The authors demonstrate that training with pause tokens can improve performance on a variety of tasks, but they also acknowledge that not every task may benefit from this approach. Some tasks may be better off without any pause tokens. Additionally, the authors point out that the cost of pause pretraining makes it less accessible for widespread use. They also mention several areas for future research, such as studying the gains across different model sizes and architectures, understanding the underlying mechanism of pause tokens, and exploring different algorithms for pause training.
The paper provides a detailed explanation of the Transformer model, which is used in their experiments. They describe the operations involved in the Transformer block and the generation of the next token. They also provide additional results on downstream finetuning performance for both a 1B model and a 130M model. The results show that pause training outperforms standard training on various tasks, including reasoning tasks, fact recall tasks, and question-answering tasks.
The authors also investigate the effect of prepending or appending pause tokens during training. They find that appending the pause tokens generally yields better performance, although there are some mixed results depending on the task. They further explore the impact of varying the number of pause tokens used during finetuning and find that there is an optimal number of pause tokens for each dataset.
The paper also examines the robustness of pause-trained models to shifts in the number of inference-time pauses compared to the number used during finetuning. It is observed that pause training degrades gracefully with shifts in the number of tokens seen, except for one task where there is a drop in performance when the delay is removed during inference.

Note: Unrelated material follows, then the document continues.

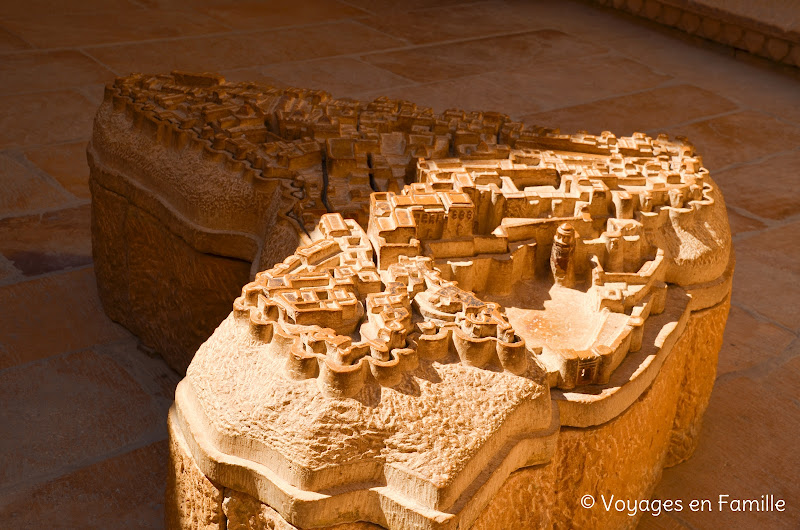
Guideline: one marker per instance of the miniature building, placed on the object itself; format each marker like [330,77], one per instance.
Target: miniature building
[428,299]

The paper concludes by providing a list of downstream datasets used in their experiments and the corresponding hyperparameters for finetuning. The authors also provide the architecture details for the models considered in their work.
In summary, the paper introduces the concept of pause tokens for training language models and demonstrates their effectiveness on various tasks. The authors provide detailed explanations of the Transformer model, experimental results, and insights into the impact of different training strategies. They also highlight areas for future research and acknowledge the limitations of their work. Overall, the paper opens up new avenues for theoretical and practical work in the field of delayed next-token prediction.